Emcee Nisha Marimuthu, who just hosted a pan-India launch, from the comfort of her living room sofa, is all praise for the online setup. “From the experience, I have learned that this is easier, more efficient, saves time, and is more productive for what I would otherwise get paid for. The new normal is already here and I’ve embraced it”.

Mitin & Paloma



It’s a slightly different take from Mitin Upadhyay, whom I’ve also had the pleasure of co-hosting events with. Mitin says, “The new norm of emceeing is a feeling called ‘Start from Zero’. It can be used as a motivational line but it’s got things drawbacks.” He finds that virtual hosting is more tedious (both mentally and physically) than live events. “It may be the new norm but virtual events come with validity. So enjoy it while lasts and enjoy because survival is a must,” he says as he signs off.

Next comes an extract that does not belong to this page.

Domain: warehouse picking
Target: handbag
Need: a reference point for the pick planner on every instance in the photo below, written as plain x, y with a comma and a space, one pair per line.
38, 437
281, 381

While this might be a brand new concept for many of us, Sagarika Chhetri, who is also a fellow anchor from the sports arena, has been hosting her show, Planet Bollywood on the TV channel Zoom from her house, right from when the lockdown first began. “’Work from home’ is not as easy as it sounds,” she says. “I am my own makeup person, stylist, hairstylist, camera person, DOP, sound engineer, and of course, the host. It needs a lot of patience, the will to learn something that may not be your forte and a ‘good’ Wi-Fi connection” she adds, with a chuckle. “The good part is no more traffic, the comfort of my home, and lots of gratitude.”

Let’s see how this new format unfolds, and if it’s here to stay. For now, all we can do is try to stay hopeful and sane.